Have you seen Sirius at that hour, blazing away, low on the southeastern horizon? It’s a sight to behold.

Have you seen those mind-distending images provided us by the Webb telescope?

The stars, the distant galaxies, how shall we respond to them?

R.L. Stevenson wrote:

“All we can do is to stand down here in the garden and take off our hats and let the star-shine light upon our heads. That is all we shall ever have to do with the stars.”

Ah, but Mr. Stevenson, there is one other thing we can do as regards the stars. We can do what you did, following your example. We can “let the star-shine light upon” our art -- our prose, our poetry, our music. We can respond to the stars by fashioning an artifice -- a poem or a song -- that tries to express the emotions awakened in us by the stars.

Setting to music Walter de la Mare’s strange, chilly, distant, beautiful poem, “Wanderers”, striving to make the words and the music “describe each other,” I tried to conceive melodies and harmonies that would feel comparately beautiful, distant, chilly and strange.

To do that, I had to foray out of my musical ‘comfort zone,’ skirting the edge of the dark forest that lies beyond the usual chord progressions, the ones close to the tonic, close to home. I had to enter the zone where tonal centers are elusive and ambiguous.

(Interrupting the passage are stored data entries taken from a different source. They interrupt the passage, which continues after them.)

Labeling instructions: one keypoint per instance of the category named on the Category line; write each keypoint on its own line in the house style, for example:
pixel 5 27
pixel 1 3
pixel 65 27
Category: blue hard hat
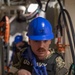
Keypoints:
pixel 18 39
pixel 40 29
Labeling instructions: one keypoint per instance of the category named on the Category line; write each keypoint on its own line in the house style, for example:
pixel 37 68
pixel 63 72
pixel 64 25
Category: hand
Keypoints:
pixel 23 72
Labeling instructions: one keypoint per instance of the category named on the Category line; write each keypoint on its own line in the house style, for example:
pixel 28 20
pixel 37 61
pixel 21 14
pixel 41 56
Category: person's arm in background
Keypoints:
pixel 60 67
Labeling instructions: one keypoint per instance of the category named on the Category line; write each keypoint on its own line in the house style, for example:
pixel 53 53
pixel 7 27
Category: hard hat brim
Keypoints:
pixel 44 37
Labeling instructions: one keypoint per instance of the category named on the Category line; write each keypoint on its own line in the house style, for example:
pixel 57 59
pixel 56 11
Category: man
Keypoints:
pixel 38 58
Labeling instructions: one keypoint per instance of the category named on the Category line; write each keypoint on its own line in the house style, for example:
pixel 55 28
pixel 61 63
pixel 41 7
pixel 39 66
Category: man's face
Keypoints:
pixel 40 48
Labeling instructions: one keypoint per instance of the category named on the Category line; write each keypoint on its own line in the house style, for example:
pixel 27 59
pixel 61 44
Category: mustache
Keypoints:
pixel 41 49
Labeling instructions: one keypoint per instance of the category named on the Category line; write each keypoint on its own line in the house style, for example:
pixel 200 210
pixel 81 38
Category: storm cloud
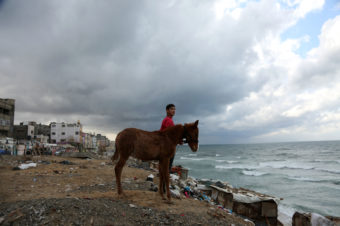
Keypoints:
pixel 116 64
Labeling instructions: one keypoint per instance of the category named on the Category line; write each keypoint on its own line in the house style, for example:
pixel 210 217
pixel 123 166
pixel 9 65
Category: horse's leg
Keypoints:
pixel 118 172
pixel 161 179
pixel 166 178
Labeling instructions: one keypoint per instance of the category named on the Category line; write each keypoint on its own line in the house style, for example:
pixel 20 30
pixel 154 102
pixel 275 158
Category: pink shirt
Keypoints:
pixel 167 122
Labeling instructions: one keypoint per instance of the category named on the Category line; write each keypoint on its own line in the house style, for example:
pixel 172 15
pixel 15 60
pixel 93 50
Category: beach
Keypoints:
pixel 73 191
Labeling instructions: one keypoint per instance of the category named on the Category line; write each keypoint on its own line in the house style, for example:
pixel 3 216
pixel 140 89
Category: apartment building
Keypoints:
pixel 7 108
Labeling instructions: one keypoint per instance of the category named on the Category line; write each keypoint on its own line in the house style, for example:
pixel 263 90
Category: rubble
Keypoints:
pixel 27 165
pixel 223 202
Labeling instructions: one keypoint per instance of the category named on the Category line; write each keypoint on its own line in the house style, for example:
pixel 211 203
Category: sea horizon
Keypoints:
pixel 304 173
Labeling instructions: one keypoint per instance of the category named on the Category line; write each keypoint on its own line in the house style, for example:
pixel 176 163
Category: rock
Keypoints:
pixel 65 162
pixel 175 193
pixel 150 177
pixel 26 166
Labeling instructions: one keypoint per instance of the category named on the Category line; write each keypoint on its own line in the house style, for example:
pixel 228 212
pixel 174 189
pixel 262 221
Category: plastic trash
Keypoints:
pixel 26 166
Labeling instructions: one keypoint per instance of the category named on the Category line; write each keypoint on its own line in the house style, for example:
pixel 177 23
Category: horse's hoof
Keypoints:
pixel 170 202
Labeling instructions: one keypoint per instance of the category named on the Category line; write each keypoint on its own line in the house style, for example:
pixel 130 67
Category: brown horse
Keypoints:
pixel 157 145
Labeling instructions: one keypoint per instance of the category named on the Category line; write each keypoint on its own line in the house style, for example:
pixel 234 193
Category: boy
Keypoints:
pixel 167 122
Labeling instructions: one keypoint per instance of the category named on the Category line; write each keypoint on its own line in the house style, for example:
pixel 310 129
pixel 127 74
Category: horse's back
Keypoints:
pixel 141 144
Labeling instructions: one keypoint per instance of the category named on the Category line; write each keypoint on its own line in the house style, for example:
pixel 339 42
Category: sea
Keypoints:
pixel 305 174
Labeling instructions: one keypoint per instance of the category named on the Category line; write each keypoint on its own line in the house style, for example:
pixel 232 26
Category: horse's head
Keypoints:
pixel 191 135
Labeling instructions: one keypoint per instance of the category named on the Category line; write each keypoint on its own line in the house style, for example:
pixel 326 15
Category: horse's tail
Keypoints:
pixel 115 157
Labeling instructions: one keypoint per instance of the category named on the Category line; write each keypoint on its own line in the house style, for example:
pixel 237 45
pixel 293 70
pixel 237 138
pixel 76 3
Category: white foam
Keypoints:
pixel 253 173
pixel 329 171
pixel 227 161
pixel 235 167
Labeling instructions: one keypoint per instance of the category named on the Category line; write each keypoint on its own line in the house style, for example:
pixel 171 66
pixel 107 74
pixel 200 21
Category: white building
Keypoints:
pixel 65 132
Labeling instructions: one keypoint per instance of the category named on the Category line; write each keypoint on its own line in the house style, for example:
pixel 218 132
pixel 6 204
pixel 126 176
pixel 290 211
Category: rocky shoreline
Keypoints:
pixel 79 191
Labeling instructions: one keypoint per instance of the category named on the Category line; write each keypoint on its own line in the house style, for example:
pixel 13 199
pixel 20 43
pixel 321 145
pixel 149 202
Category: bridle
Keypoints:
pixel 188 137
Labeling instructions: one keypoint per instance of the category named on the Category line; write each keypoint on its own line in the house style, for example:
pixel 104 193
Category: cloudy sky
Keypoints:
pixel 250 71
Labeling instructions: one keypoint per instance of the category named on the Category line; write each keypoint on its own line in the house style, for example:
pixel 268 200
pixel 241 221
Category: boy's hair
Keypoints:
pixel 169 106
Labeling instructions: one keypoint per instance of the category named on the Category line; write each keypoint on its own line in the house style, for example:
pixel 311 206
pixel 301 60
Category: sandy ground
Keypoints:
pixel 91 183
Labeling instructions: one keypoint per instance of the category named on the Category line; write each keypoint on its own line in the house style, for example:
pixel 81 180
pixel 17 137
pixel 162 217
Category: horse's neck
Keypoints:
pixel 175 133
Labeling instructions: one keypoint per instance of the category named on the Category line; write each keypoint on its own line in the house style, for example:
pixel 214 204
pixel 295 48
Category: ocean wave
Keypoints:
pixel 305 179
pixel 329 171
pixel 227 161
pixel 325 161
pixel 253 173
pixel 308 179
pixel 235 167
pixel 193 159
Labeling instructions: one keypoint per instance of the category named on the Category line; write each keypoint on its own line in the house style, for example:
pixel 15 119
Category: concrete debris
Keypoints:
pixel 314 219
pixel 150 177
pixel 28 165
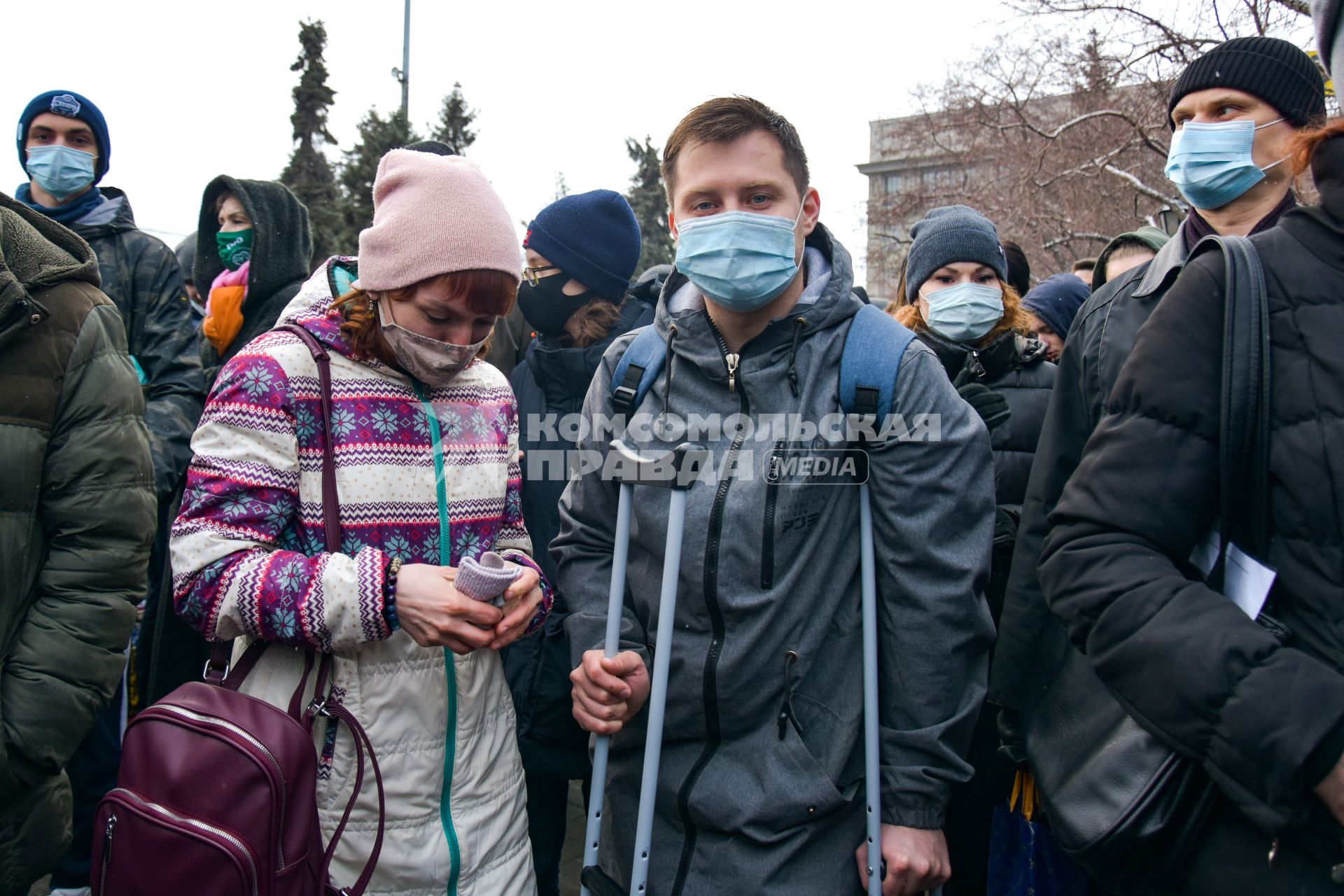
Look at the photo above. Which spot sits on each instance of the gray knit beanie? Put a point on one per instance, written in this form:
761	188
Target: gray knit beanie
948	235
486	580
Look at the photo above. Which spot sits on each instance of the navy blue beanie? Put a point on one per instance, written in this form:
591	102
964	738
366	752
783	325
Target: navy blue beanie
1057	300
71	105
948	235
592	237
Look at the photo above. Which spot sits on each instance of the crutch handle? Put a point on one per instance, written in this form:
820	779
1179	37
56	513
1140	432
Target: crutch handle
598	883
675	469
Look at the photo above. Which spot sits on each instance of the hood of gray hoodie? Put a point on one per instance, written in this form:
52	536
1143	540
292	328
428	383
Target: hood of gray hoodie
762	761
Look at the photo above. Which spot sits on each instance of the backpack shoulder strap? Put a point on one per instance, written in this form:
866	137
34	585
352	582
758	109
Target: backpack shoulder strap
638	370
872	360
1243	438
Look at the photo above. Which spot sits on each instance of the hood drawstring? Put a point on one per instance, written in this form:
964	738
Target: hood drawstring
668	360
799	323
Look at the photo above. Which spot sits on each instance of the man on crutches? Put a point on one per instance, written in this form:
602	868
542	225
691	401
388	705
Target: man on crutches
761	783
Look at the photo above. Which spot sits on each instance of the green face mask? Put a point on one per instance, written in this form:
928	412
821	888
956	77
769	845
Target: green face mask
235	248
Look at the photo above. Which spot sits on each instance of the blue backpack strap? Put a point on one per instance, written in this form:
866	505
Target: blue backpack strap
638	370
872	360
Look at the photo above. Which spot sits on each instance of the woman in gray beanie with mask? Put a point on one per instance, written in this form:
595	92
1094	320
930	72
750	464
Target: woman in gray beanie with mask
955	296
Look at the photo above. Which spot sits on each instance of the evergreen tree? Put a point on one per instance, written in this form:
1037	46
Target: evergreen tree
454	122
359	166
308	172
650	202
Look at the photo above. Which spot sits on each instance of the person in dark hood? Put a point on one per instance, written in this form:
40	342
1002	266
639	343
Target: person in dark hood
761	780
1126	251
956	298
186	253
581	254
253	248
1234	113
1053	305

The music I devised for De La Mare’s poem is not so avant garde as to be meaningless, absurd. The chords are triadic. It’s just that the triads are distant from one another on the Circle of Fifths just as we are distant from those far away galaxies.

The stars have almost no meaning for us. They simply “are.” I tried to fashion music that would express how we feel, reacting to that stark truth.

What if you were setting [the verses above] to music? What melodies and harmonies would seem right to you?

Hopefully, you’ll find that the gentle weirdness of my music is apt for in a setting of this poem … perhaps even beautiful in a strange, other-worldly way, like the Webb telescope’s photos of distant galaxies.

It would be fun to hear the vocal part of this song played on a theremin.